Selagi Bok Ek berpikir, si muka biru dan kurus itu sudah berlompat maju
ke tengah kalangan seraya ia berseru: “Hai bocah, kau ke sini!” Dia pun
menarik keluar sebatang kongce atau cagak dari dalam sakunya.
Orang banyak terkejut, ada yang berteriak. Bok Ek pun tidak kurang
kagetnya, tapi ia segera bersiap, untuk membantu Kwee Ceng. Tentu saja
ia tidak kenal si orang ini, ialah Sam-tauw-kauw Hauw Thong Hay, paman
gurunya Hong Ho Su Koay.
Hauw Thong Hay bukan menyerang Kwee Ceng, dia hanya maju ke antara orang
banyak, di antara siapa ada satu anak muda yang tubuhnya kurus lemah,
yang pakaiannya compang-camping, kapan anak itu dapat lihat dia, dia
menjerit “Ayo!” seraya terus memutar tubuh, untuk angkat langkah
panjang. Thong Hay mengejar terus, ia diikuti empat orang lainnya yang
bukan lain daripada Hong Ho Su Koay.
Kwee Ceng sedang bertempur, ia heran atas itu suara bentakan, kapan ia
lihat siapa yang dikejar Thong Hay, ia terkejut. Pemuda dengan pakaian
tidak karuan itu adalah Oey Yong, sahabat barunya. Karena ini, ia sudah
lantas kena ditendang si kongcu.
“Tahan dulu!” ia berseru seraya lompat keluar kalangan. “Aku hendak pergi sebentar, segera aku kembali!”
“Lebih baik kau mengaku kalah!” mengejek si kongcu.
Kwee Ceng tidak berniat berkelahi terus, pikirannya lagi kusut, ia
khawatirkan keselamatannya Oey Yong, tetapi justru ia hendak melompat
lari, tiba-tiba ia tampak sahabatnya itu lari mendatangi, sepatu
kulitnya diseret hingga berisik kedengarannya. Dia pun terus tertawa. Di
belakangnya tampak Thong Hay tengah mengejar, mulutnya mencaci kalang
kabutan, setelah datang dekat, berulang-ulang ia tikam bebokong orang
yang ia kejar itu!
Oey Yong sangat lincah, selalu dapat ia kelit tubuhnya.
Kongce itu ada cagak tiga, semuanya tajam, di bawah cahaya matahari,
sinarnya berkilauan, sinar itu ditimpali tiga gelangnya yang bergerak
dan berbunyi nyaring setiap kali digeraki. tapi senjata itu tidak
dihiraukan Oey Yong. Ia nyelusup sana dan nyelusup sini di antara orang
banyak.
Segera juga orang banyak tertawa riuh. Mukanya Hauw Thong Hay, pada
pipinya yang kiri dan kanan, tambah tanda tapak lima jari tangan, tanda
arang hitam. Terang sudah, dia telah kena ditampar oleh lawannya yang
licin itu.
“Mari! Mari!” Oey Yong menantang, setiap kali ia dapat pisahkan diri
jauh-jauh dari lawannya, yang ia tinggalkan lalu ia berdiri diam,
menoleh dan mengejek, tangannya menggapai berulang-ulang.
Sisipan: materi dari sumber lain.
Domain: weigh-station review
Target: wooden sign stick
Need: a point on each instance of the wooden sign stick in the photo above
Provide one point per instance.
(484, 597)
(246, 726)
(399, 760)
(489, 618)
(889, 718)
“Jikalau aku tidak berhasil menggeset kulitmu dan mematahkan
tulang-tulangmu, aku Sam-tauw-kauw tidak sudi menjadi manusia!” Thong
Hay sesumbar. Ia berteriakan, ia mengejar.
Oey Yong menanti sampai orang sudah datang dekat, kembali ia lari.
Kelakuannya ini, ditimpali sama kalapnya Thong Hay, membuatnya orang
banyak saban-saban tertawa riuh.
Dalam saat itu, terlihatlah datang memburunya tiga orang yang napasnya
tersengal-sengal. Merekalah tiga Siluman dari Hong Ho. Song-bun-hu Cian
Ceng Kian, Siluman yang keempat, tidak tampak.
Itu waktu barulah Kwee Ceng menginsyafi bahwa sebenarnya Oey Yong itu
lihay ilmu silatnya, bahwa ialah yang selama di hutan cemara
Hek-siong-lim di Kalgan sudah menggantung Hong Ho Su Koay di atas pohon
dan memancing kepada Hauw Thong Hay.
“Bagus perbuatannya,” ia pikir.
Kelakuan Hauw Thong Hay itu, yang dipermainkan Oey Yong, menyebabkan rombongannya Leng Tie Siangjin memperbincangkannya.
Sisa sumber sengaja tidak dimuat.